I've been working on an international trade model and the model has gotten really slow (sometimes taking weeks at a time to finish). Mostly, there was a big for loop that was slowing the process down, as shown here (in Python):
for s in xrange(self.S-1):
c_matrix[:,s+1,s+1:self.T+s+1] = ((self.beta * (1-self.MortalityRates[:,s,s:self.T+s]) * (1 + r_path[s+1:self.T+s+1] - self.delta)\
* psi[:,s+1,s+1:self.T+s+1])/psi[:,s,s:self.T+s])**(1/self.sigma) * c_matrix[:,s,s:self.T+s]*np.exp(-self.g_A)
a_matrix[:,s+1,s+1:self.T+s+1] = ( (we[:,s,s:self.T+s] + (1 + r_path[s:self.T+s] - self.delta)*a_matrix[:,s,s:self.T+s] + bqvec_path[:,s,s:self.T+s])\
-c_matrix[:,s,s:self.T+s]*(1+we[:,s,s:self.T+s]*(self.chi/we[:,s,s:self.T+s])**self.rho) )*np.exp(-self.g_A)
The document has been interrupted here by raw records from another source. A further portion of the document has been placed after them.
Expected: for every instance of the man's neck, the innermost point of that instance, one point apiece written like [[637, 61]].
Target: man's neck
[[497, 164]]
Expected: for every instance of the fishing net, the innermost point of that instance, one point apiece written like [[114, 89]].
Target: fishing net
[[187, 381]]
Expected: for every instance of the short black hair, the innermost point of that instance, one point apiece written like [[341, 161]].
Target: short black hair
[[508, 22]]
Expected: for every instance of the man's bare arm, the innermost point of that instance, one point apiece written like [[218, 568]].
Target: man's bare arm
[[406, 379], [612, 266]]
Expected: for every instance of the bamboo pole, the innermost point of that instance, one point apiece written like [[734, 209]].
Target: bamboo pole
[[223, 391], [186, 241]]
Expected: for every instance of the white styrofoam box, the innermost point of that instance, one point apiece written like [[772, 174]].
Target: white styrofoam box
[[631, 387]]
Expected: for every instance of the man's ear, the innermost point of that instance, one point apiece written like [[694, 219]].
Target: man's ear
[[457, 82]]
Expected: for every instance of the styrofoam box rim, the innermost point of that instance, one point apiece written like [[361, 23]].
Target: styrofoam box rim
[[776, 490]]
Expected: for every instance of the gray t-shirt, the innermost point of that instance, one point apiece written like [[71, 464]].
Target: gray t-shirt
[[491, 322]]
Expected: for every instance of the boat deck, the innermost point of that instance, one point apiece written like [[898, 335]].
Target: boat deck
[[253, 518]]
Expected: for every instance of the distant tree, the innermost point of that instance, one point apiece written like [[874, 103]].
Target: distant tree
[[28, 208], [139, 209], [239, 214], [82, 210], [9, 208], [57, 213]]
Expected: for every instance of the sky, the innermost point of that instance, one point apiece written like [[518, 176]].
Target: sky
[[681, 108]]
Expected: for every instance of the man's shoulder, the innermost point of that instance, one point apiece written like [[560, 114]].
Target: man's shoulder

I won't go into too much detail about each piece, but I decided to make a Fortran module that, in theory, should do the exact same thing but should run significantly faster. I'm using Cython and distutils to wrap the Fortran module. Here is the .f90 file (focusing specifically on the a_matrix part of the for loop above) for your reference:
MODULE FILLA
USE ISO_C_BINDING, ONLY: C_DOUBLE, C_INT
IMPLICIT NONE
CONTAINS
SUBROUTINE
FILLASSETS(A_MATRIX,WE,R_PATH,BQ_VECPATH,C_MATRIX,I,S,T,DELTA,CHI,RHO,G_A) BIND(C)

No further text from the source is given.